NUTR 6400 Clinical Dietetics Practice
Work site placement experience in inpatient and outpatient health care settings. Didactic presentation focuses on current issues and topics to help students develop the skills necessary to provide medical nutrition therapy care, including screening, assessment, education and care planning development, nutrition support, and participation in quality management. Prerequisites: Admission to the Dietetic Internship Program and Instructor’s signature.
NUTR 6414 Advanced Nutrition Services Administration
This course focuses on the application of management and leadership principles and techniques specific to the provision of nutrition services in clinical and community settings. Emphasis is placed on using evidence-based practice guidelines in the creation of program protocols, evaluation systems, and overall program development. Prerequisite: NUTR 4460, 4475.
NUTR 6464 Nutrition and Health Behavior
Major learning and health behavior theories are applied to the practice of nutrition, dietetics and health promotion. Techniques for interviewing, motivating, and counseling, and their application to groups and individuals, are explored. Course requires the application of skills and knowledge to increase professional competence and effectiveness in promoting health behavior change.
NUTR 6570 Applied Clinical Nutrition
Five credit hours.
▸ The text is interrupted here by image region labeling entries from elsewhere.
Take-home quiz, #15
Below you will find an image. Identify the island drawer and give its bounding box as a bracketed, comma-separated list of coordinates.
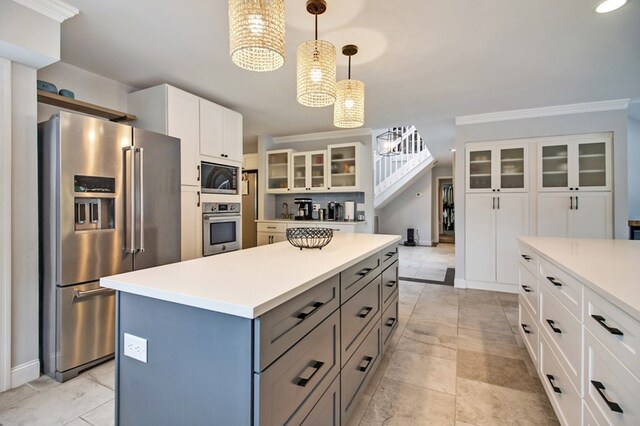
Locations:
[518, 265, 539, 314]
[254, 275, 340, 372]
[382, 261, 398, 310]
[340, 253, 380, 304]
[583, 330, 640, 426]
[340, 275, 382, 365]
[540, 259, 583, 321]
[584, 288, 640, 378]
[382, 292, 400, 353]
[380, 244, 398, 269]
[540, 288, 582, 388]
[540, 336, 582, 425]
[340, 321, 382, 424]
[254, 311, 340, 426]
[257, 222, 287, 233]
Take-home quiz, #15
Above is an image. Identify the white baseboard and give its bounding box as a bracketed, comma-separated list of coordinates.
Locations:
[11, 359, 40, 388]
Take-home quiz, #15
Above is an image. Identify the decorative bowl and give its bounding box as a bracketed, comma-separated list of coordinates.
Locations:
[287, 228, 333, 250]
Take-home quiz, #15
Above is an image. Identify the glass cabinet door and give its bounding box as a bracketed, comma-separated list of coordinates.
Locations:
[578, 142, 607, 187]
[468, 149, 492, 189]
[267, 152, 289, 191]
[500, 147, 526, 189]
[292, 154, 307, 189]
[542, 145, 569, 188]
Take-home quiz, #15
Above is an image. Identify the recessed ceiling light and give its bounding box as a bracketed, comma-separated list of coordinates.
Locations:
[596, 0, 627, 13]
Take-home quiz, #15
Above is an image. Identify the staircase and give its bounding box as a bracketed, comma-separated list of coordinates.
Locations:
[373, 126, 436, 209]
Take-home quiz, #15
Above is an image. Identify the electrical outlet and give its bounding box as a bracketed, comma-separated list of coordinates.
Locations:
[124, 333, 147, 363]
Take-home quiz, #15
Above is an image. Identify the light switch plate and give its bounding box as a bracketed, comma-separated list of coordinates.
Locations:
[124, 333, 147, 363]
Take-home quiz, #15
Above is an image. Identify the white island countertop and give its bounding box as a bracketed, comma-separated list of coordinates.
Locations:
[519, 237, 640, 320]
[100, 232, 400, 318]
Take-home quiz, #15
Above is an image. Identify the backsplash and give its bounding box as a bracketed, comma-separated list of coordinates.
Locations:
[275, 192, 364, 219]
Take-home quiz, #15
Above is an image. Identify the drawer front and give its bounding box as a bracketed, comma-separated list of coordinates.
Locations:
[540, 259, 583, 321]
[340, 322, 382, 424]
[584, 288, 640, 378]
[340, 276, 382, 365]
[518, 265, 539, 316]
[382, 292, 400, 353]
[519, 244, 538, 277]
[540, 288, 582, 389]
[340, 253, 380, 304]
[382, 262, 399, 310]
[583, 331, 640, 426]
[254, 311, 340, 425]
[254, 275, 340, 372]
[380, 245, 398, 269]
[257, 222, 287, 234]
[519, 296, 540, 369]
[540, 336, 582, 426]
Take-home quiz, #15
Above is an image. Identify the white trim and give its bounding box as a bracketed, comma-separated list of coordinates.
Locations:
[456, 99, 629, 126]
[0, 58, 11, 392]
[13, 0, 80, 23]
[273, 128, 373, 143]
[11, 359, 40, 388]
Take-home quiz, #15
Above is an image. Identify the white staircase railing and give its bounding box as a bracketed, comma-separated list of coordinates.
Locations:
[374, 126, 431, 195]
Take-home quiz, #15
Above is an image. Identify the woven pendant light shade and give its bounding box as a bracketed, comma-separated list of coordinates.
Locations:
[333, 80, 364, 129]
[229, 0, 285, 72]
[297, 40, 336, 107]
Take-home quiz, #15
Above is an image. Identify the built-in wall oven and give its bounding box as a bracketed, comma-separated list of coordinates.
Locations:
[202, 203, 242, 256]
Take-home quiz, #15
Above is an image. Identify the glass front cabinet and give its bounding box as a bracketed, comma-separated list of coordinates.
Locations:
[466, 143, 529, 192]
[538, 134, 611, 192]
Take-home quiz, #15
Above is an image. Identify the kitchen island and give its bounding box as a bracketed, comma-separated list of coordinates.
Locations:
[100, 233, 400, 425]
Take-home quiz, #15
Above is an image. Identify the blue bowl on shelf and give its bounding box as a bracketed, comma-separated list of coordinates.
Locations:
[37, 80, 58, 95]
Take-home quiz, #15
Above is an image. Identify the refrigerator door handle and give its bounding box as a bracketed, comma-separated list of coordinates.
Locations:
[137, 148, 144, 253]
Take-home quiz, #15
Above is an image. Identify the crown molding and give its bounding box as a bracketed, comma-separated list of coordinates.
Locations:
[273, 128, 373, 143]
[13, 0, 80, 23]
[456, 99, 629, 126]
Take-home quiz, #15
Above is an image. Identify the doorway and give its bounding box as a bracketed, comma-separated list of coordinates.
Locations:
[438, 177, 456, 243]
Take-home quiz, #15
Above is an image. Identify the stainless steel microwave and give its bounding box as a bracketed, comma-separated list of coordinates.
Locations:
[200, 161, 240, 194]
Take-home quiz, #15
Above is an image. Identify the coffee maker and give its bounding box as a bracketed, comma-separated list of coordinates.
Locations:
[293, 198, 313, 220]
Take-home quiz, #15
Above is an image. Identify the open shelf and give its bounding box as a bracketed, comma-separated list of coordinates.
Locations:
[38, 90, 137, 122]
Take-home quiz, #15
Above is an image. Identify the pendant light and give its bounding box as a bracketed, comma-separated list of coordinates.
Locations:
[297, 0, 336, 107]
[333, 44, 364, 129]
[229, 0, 285, 72]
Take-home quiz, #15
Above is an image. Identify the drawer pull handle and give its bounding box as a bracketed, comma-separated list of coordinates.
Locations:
[547, 277, 562, 287]
[293, 361, 324, 387]
[356, 306, 373, 318]
[547, 320, 562, 334]
[591, 315, 624, 336]
[591, 380, 623, 413]
[296, 302, 324, 321]
[547, 374, 562, 393]
[357, 268, 373, 277]
[358, 356, 373, 372]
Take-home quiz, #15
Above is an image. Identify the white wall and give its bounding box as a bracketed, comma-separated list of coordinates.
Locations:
[454, 110, 628, 284]
[627, 118, 640, 220]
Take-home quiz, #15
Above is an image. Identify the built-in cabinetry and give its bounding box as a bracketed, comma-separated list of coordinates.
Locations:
[128, 84, 242, 260]
[519, 240, 640, 425]
[266, 142, 363, 193]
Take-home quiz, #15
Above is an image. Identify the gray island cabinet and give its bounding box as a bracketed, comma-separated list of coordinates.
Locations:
[101, 234, 400, 425]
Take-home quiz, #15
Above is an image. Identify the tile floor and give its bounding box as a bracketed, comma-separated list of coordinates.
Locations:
[0, 245, 559, 426]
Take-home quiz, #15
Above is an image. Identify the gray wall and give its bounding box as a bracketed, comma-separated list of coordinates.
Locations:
[455, 110, 628, 284]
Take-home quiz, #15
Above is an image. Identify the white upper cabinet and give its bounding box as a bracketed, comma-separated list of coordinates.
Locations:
[200, 99, 242, 162]
[466, 142, 529, 192]
[538, 133, 611, 192]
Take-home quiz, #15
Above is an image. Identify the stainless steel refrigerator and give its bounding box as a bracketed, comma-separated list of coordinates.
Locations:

In this course, students will study current trends in applied clinical nutrition.
NUTR 6XCS Master’s Project
The Master’s Project is an integration of graduate level coursework with research and communication skills to develop and report on a tangible nutrition project that addresses a concern of the community or an area of interest of the student. The course is taken for two semesters for a minimum of total of 3 to 4 hours of credit. Prerequisites: Graduate level research class or MATH 6363 plus 9 additional semester hours of graduate didactic coursework in the master’s program. Permission of instructor is required.
NUTR 63TP/6XTR Thesis Proposal/Thesis Research
NUTR CE90 Comprehensive Examination. Fee.